With all the serious events which occurred over the last few months, I wanted to try to lighten things up by looking at what has become a joke of a league - the NHL.
During the last twenty years there have been three work stoppages in the NHL. The first came in 1994, the season after the NY Rangers won their first Stanley Cup in more than fifty years. The NHL was riding a wave of popularity with Wayne Gretzky in LA, the Rangers as Stanley Cup champs, Jaromir Jagr driving the Pittsburgh Penguins and a young goaltender named Marty Brodeur about to enter his prime.
And then, the league locked out the players and the season did not start until January 1995. The season was shrunk to nearly half of its usual length (48 games) and the fans shrugged their shoulders and watched basketball instead.
Nine years later the NHL again locked out their players after they could not come to an agreement on an extended Collective Bargaining Agreement. This time, there was no mid-Winter compromise and the 2004-2005 season was cancelled. When an agreement was finally reached, the league also hammered through some competition rule changes which included the use of shootouts to settle regular season games (instead of ending in ties). The resultant product was more exciting, but the fans and players lost a season of hockey.
After the LA Kings finally won their first Stanley Cup last spring, the league again locked out its players. As of my writing this post, all NHL games through New Year's have been cancelled and other than hockey purists, no one seems to care.
A few weeks ago I was in a sporting goods store with one of my daughters and I said to one of the clerk's - when is there going to be hockey? He pointed me to the hockey merchandise. I said to him - no, when will there be any hockey games. Although he worked in a large national sporting goods store he was clearly oblivious and he responded to me - they will start playing games in a few weeks.
What the NHL fails to understand is that by cancelling games they do more than just hit the players in the wallet. They deprive people of their livelihood and drive fans away from a sport which could use all the exposure that it could get. While the ultimate dollars and sense is certainly important, the prospect of cancelling a full season for the second time in less than a decade, threatens to make hockey irrelevant.
So to return to the reason that I started this post, I saw an article which made me laugh, even though it is more pathetic than anything else. As was reported in the Yahoo Puck Daddy blog (http://sports.yahoo.com/blogs/nhl-puck-daddy/leafs-joffrey-lupul-discovers-nhl-lockout-extends-restaurant-224713372--nhl.html) an NHL player was denied service at a sports restaurant in Toronto which is owned by the Maple Leafs. The reason given by the restaurant is that during the NHL lockout, the team may not permit the players to have access to any of its facilities, including team owned restaurants.
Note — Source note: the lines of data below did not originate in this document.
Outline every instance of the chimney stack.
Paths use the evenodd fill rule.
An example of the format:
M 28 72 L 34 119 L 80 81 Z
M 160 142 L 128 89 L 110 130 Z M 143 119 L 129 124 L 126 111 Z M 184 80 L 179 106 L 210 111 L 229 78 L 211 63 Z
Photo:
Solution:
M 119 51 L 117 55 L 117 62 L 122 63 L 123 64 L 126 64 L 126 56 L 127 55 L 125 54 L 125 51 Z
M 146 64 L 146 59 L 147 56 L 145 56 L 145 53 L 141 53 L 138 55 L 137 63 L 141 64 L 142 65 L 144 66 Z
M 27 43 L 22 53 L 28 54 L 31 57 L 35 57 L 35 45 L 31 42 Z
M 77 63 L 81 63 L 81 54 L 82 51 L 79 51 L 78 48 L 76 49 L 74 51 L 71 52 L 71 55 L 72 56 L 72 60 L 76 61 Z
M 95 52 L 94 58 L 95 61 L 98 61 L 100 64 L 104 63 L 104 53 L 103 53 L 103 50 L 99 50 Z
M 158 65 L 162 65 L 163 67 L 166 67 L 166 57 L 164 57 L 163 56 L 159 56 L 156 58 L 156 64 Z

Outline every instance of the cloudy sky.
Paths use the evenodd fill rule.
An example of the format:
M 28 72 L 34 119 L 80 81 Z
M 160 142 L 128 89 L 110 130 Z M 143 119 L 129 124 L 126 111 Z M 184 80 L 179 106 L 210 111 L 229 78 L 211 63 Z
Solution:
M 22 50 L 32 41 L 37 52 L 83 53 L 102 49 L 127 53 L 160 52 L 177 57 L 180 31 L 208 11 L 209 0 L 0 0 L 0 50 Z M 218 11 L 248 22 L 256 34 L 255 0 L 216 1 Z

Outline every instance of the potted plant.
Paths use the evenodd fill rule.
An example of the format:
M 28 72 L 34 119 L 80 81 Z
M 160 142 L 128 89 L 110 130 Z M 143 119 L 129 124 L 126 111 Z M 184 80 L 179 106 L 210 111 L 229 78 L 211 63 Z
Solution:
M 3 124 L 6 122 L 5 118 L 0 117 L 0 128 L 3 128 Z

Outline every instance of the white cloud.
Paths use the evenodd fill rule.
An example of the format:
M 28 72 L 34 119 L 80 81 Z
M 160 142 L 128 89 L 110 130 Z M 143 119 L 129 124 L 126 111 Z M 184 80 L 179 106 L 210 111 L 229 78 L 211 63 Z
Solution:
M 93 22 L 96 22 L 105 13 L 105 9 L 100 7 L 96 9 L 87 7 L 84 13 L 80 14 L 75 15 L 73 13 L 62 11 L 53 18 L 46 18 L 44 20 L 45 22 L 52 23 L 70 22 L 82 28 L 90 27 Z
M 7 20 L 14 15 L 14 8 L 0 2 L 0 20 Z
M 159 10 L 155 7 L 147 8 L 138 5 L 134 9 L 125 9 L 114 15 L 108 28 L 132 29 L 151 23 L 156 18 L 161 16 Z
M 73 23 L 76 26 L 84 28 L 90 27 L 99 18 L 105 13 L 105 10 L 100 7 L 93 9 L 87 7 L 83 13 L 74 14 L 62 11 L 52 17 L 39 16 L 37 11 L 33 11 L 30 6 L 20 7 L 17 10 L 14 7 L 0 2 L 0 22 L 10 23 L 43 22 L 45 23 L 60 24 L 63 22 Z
The player joked in the article that it is OK for the restaurant to sell jerseys with his name on them for $300 a pop, but he can't get a reservation at the restaurant. I had to wonder whether the Cablevision owned NY Rangers had cancelled service to any Rangers player.
The humor of the story and the fact that the team's lack of perspective on service at the restaurant made me think of a story that Rabbi Frand told last Thursday Night about R' Aharon Kotler and Joe Bonanno. During WWII, some boys from a yeshiva had tried to escape Europe by crossing through Nazi allied Italy. They were captioned and imprisoned and faced certain death. R' Aharon Kotler and R' Moshe Sherrer went to Joe Bonanno to see if he could use his influence in Italy in order to obtain the students' release and safe package. During this meeting, Joe Bonanno asked R' Kotler for a brocha (blessing). R' Frand stopped his telling of the story and asked the audience - what kind of brocha can you give a murderer? He continued the story and explained that the blessing given by R' Kotler was that Bonanno should die in his own bed (as opposed to prison or at the hand of an enemy).
While this may not seem like a blessing to you or me, it was very valuable to Joe Bonanno. (The story concludes that twenty years later a limo pulled up in Lakewood as Bonanno's son wanted a similar bracha. However at this point R' Aharon Kotler was long deceased). Still it is a strong indicia of the power of perspective.